Page 1 of 1

wifi cautionary tale

Posted: Sun Sep 14, 2014 1:07 am
by kerberos
I encountered multiple hardware failures while bootstrapping a new Model B RPI with a generic wifi adapter based on the MediaTek RT5370 chipset. Dr Google and his associates provided plentiful advice of dubious value. Eventually, the story had a happy ending. If you're searching for a solution to a similar problem, you might find the following to be helpful. Warning though, it's long and not particularly entertaining.

The 802.1N adapter I am using is tiny: slightly bigger in cross-section than a USB connector, it protrudes just 5-10 mm from the socket. It has a pin-head-sized blue LED that faces the same way as the row of LEDs on the component side of the RPI mainboard. The lsusb command will produce something like:

Code: Select all

Bus 00m Device 00n: ID 148f:5370 Ralink Technology, Corp. RT5370 Wireless Adapter
The initial deployment wasn't entirely smooth.

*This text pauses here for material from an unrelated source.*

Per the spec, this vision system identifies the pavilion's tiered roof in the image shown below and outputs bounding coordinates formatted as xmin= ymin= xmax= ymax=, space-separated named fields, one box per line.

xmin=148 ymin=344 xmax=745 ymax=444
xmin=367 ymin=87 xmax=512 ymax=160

After the first boot I completed the configuration while connected to our wired LAN. The RT5370 adapter was connected during the latter part of the set up. I noted these anomalies:
  • hot-plugging the RT5370 adapter causes a crash reboot.
  • MeteoHub cannot connect to an AP with a hidden SSID.
  • "normal" boot-up time is in the 25 - 35 second range.
Things got a little bumpy when I moved the RPI to its permanent home. When disconnected from the wired network, between 1 minute 35 and 2 minutes elapses from power up to appearance of the blue light on the RT5370. It can then take a further 15-20 seconds to complete the start-up process. I've now observed this many times. All activity ceases for 75 - 95 seconds. These delays are reflected by entries from the kernel (dmesg) ring buffer.

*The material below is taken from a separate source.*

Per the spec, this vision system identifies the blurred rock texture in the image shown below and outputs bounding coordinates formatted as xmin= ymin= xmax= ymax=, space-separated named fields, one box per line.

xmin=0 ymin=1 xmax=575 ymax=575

This snapshot is typical of what happens when both wired (eth0) and wireless (wlan0) adapters are present:

Code: Select all

[   18.394173] smsc95xx 1-1.1:1.0 eth0: hardware isn't capable of remote wakeup
[   18.951169] NET: Registered protocol family 10
[   18.970496] IPv6: ADDRCONF(NETDEV_UP): eth0: link is not ready
[   19.069616] ieee80211 phy0: rt2x00lib_request_firmware: Info - Loading firmware file 'rt2870.bin'
[   19.098913] ieee80211 phy0: rt2x00lib_request_firmware: Info - Firmware detected - version: 0.29
[   19.469865] IPv6: ADDRCONF(NETDEV_UP): wlan0: link is not ready
[   19.906459] IPv6: ADDRCONF(NETDEV_CHANGE): eth0: link becomes ready
By contrast, when only the wireless adapter is present, we experience a lengthy delay:

Code: Select all

[   18.963838] IPv6: ADDRCONF(NETDEV_UP): eth0: link is not ready
[  113.492075] ieee80211 phy0: rt2x00lib_request_firmware: Info - Loading firmware file 'rt2870.bin'
After 7 hours of reading, experimenting and tweaking, I rebooted the RPI and left it "in production". About 3 days later it locked up. During the intervening period it had been logging and pushing aggregated data to Weather Underground and the Meteoplug server. I was able to restart it by cycling the power. It then failed several more times. The gap between each failure became shorter each time. Eventually the RT5370 adapter would not connect after cycling the power.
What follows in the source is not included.